Asian Services in Action was tabling here so we got to say hello to Sujata Burgess and several of our other friends. Among the organizations also tabling were the International Services Center, Primerica, Cuyahoga Jobs and Family Services, Global Cleveland, Refugee Response, Neighborhood Family Practice, and Nepal Orphans Home.

We had another event to attend so we had to leave just before dinner but on the way out to the parking lot we stopped and spoke with Ms. Susanna Neirmann O'Neil about how difficult it must be for people to leave their homeland and resettle in an entirely different culture with an entirely different language.

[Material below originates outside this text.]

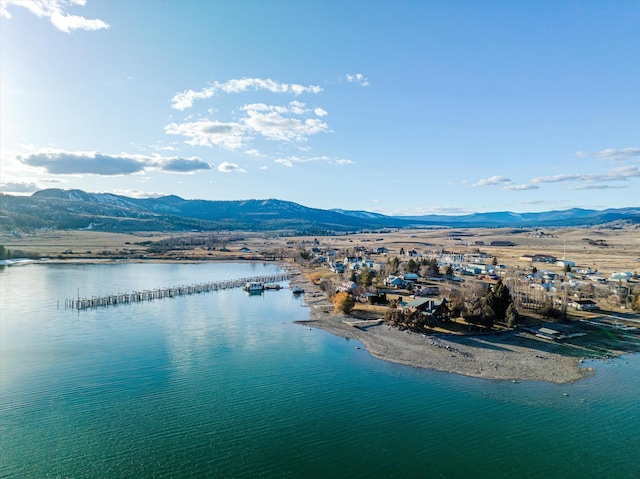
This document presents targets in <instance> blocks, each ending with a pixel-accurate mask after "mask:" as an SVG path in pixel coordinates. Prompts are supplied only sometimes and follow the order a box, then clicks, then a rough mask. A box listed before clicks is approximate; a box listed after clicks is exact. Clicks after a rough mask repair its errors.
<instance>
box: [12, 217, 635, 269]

Fortunately, there are places like Us Together to help them.

We had to postpone dinner so we could catch the last part of Columbia Coffee Night put on by the Interreligious Task Force on Central America (IRTF) at St. Paul's on Franklin Avenue which was on the other side of Cleveland.

Nevertheless, there was still plenty of salad and bean tamales left so we were sustained and thus able to pay attention to Sarah Sommers' important presentation about recent happenings in Columbia. Sarah was heartened when President Santos agreed to negotiate with the representatives of the Columbian people regarding how to solve Columbia's problems largely brought on by imbalances in the trade agreements and/or how they are being implemented.

Sarah was very impressed by the way the Columbian people of the farm, mining and fishing communities (among others) put aside their differences and effectively organized for the good of the whole resulting in 120,000 people taking part in demonstrations across the country which called for the government to be more responsive to their needs of Columbia and its people.

We can only hope that things are eventually worked out for the betterment of all involved.